Полоса точного приземления
Шрифт:
– Но, дорогой мой, ведь увидели, когда уж разгорелось, - терпеливо настаивал Белосельский.
– А по сигнализатору пораньше спохватились бы.
– На сколько? На пять секунд? На десять? На двадцать?
– Не знаю. Думаю, побольше… А если и на двадцать или на десять,, то пожар - это пожар: каждая секунда дорого стоит.
И все-таки поговорка о победителях, которых не судят, видимо, оставалась в силе. Кедрова умеренно пожурили на летном разборе, а дальше, чем в более высокие сферы, со ступеньки на ступеньку, переходило обсуждение происшествия, тем в более благоприятных для Кедрова тонах оно протекало. В самом деле: люди целы и невредимы, самолет посажен без царапинки, сам объект испытания - форсированный двигатель, на который возлагались большие надежды, - оказывается, ни в малейшей степени не скомпрометирован. Чего же
Но сразу после разбора официального последовал еще один, на сей раз неофициальный. «Гамбургский счет» - называл его Белосельский. Иногда этот разбор бывал и пожестче официального. Особенно если герой дня не проявлял должного понимания того, что ему пришлось выслушать. Так было и на сей раз. Нет, вслух Кедров ни словом не возражал, но выражение его лица!..

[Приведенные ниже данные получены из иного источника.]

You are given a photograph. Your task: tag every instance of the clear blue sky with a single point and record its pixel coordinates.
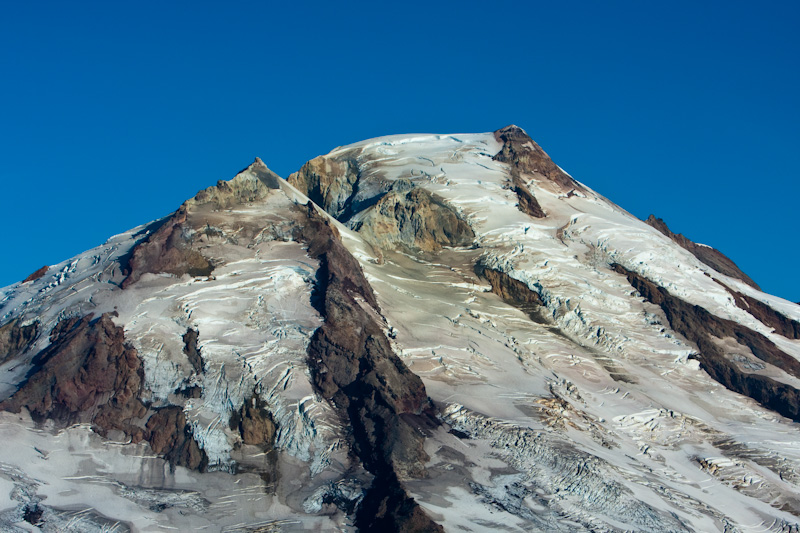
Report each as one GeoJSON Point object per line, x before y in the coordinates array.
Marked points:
{"type": "Point", "coordinates": [114, 113]}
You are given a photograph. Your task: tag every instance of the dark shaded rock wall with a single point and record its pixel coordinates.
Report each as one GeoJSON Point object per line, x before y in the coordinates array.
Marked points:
{"type": "Point", "coordinates": [710, 256]}
{"type": "Point", "coordinates": [168, 250]}
{"type": "Point", "coordinates": [353, 366]}
{"type": "Point", "coordinates": [414, 218]}
{"type": "Point", "coordinates": [768, 316]}
{"type": "Point", "coordinates": [36, 275]}
{"type": "Point", "coordinates": [16, 339]}
{"type": "Point", "coordinates": [89, 374]}
{"type": "Point", "coordinates": [523, 154]}
{"type": "Point", "coordinates": [702, 328]}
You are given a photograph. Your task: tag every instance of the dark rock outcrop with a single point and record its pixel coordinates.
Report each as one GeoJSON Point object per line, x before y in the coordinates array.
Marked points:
{"type": "Point", "coordinates": [513, 291]}
{"type": "Point", "coordinates": [710, 256]}
{"type": "Point", "coordinates": [191, 349]}
{"type": "Point", "coordinates": [522, 154]}
{"type": "Point", "coordinates": [768, 316]}
{"type": "Point", "coordinates": [16, 339]}
{"type": "Point", "coordinates": [36, 275]}
{"type": "Point", "coordinates": [353, 366]}
{"type": "Point", "coordinates": [329, 182]}
{"type": "Point", "coordinates": [171, 437]}
{"type": "Point", "coordinates": [89, 374]}
{"type": "Point", "coordinates": [169, 251]}
{"type": "Point", "coordinates": [702, 328]}
{"type": "Point", "coordinates": [413, 218]}
{"type": "Point", "coordinates": [254, 422]}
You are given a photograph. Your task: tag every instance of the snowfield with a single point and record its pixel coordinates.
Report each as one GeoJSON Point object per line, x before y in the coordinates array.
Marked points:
{"type": "Point", "coordinates": [593, 415]}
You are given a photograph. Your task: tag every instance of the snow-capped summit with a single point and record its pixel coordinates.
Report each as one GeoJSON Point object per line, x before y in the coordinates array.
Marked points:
{"type": "Point", "coordinates": [411, 333]}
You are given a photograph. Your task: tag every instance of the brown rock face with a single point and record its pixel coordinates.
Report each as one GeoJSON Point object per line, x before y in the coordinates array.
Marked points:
{"type": "Point", "coordinates": [169, 435]}
{"type": "Point", "coordinates": [414, 218]}
{"type": "Point", "coordinates": [254, 422]}
{"type": "Point", "coordinates": [329, 182]}
{"type": "Point", "coordinates": [710, 256]}
{"type": "Point", "coordinates": [87, 374]}
{"type": "Point", "coordinates": [90, 374]}
{"type": "Point", "coordinates": [168, 250]}
{"type": "Point", "coordinates": [513, 291]}
{"type": "Point", "coordinates": [36, 275]}
{"type": "Point", "coordinates": [353, 366]}
{"type": "Point", "coordinates": [702, 328]}
{"type": "Point", "coordinates": [768, 316]}
{"type": "Point", "coordinates": [16, 339]}
{"type": "Point", "coordinates": [192, 351]}
{"type": "Point", "coordinates": [523, 154]}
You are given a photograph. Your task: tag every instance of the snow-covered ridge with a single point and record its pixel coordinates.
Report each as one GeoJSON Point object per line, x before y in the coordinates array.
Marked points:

Первым прокомментировал выражение его лица Аскольдов:
– Ты, похоже, на нас облокотился…
– Зачем!.. Но, извините, Александр Филиппович, машина-то у меня цела, - спокойно ответил Кедров.
Сказано это было с упором на «у меня». Аскольдов потемнел лицом.
– Ниже пояса, - тоном спортивного комментатора констатировал Нароков.
– Так не надо, - веско сказал Федько.
– Не надо так!
– Видите ли, мой молодой друг!
– обратился к Кедрову на «вы» (признак тревожный!) Белосельский.
– Видите ли, тут ведь дело в принципе, а не только в том, цела машина или не цела. Вы смотрели фильм «Процесс о трех миллионах»? Хотя, что я спрашиваю! Вас же на свете не было… Прекрасный фильм. С Кторовым, с Ильинским. Постановка Протазанова… Так вот, там в конце картины Ильинский говорит воришке, который у него перчатки спереть норовил: «Важны не перчатки. Важен священный принцип собственности!» Поняли? Принцип!
– Нет, Алексаныч. Ильинский в конце фильма это только повторяет, - уточнил Нароков.
– А в начале, когда Ильинский… То есть вор Тапиока, которого Ильинский играет, сам у какого-то буржуя перчатки вытащил, вот тогда этот буржуй ему и говорит, про принцип. А Тапиока потом…
Белосельский не стал возвращать разговор к исходной теме. Все, что он хотел сказать, было сказано. Имеющий уши да слышит.
Глава 7
Решено было, что летчиков, назначенных в облет «Окна», Литвинов сначала провезет в носовой, штурманской кабине, до сего момента прочно оккупированной Федей Гренковым. Там, на втором, дублирующем, экране, можно было увидеть в точности то же самое, что на экране летчика.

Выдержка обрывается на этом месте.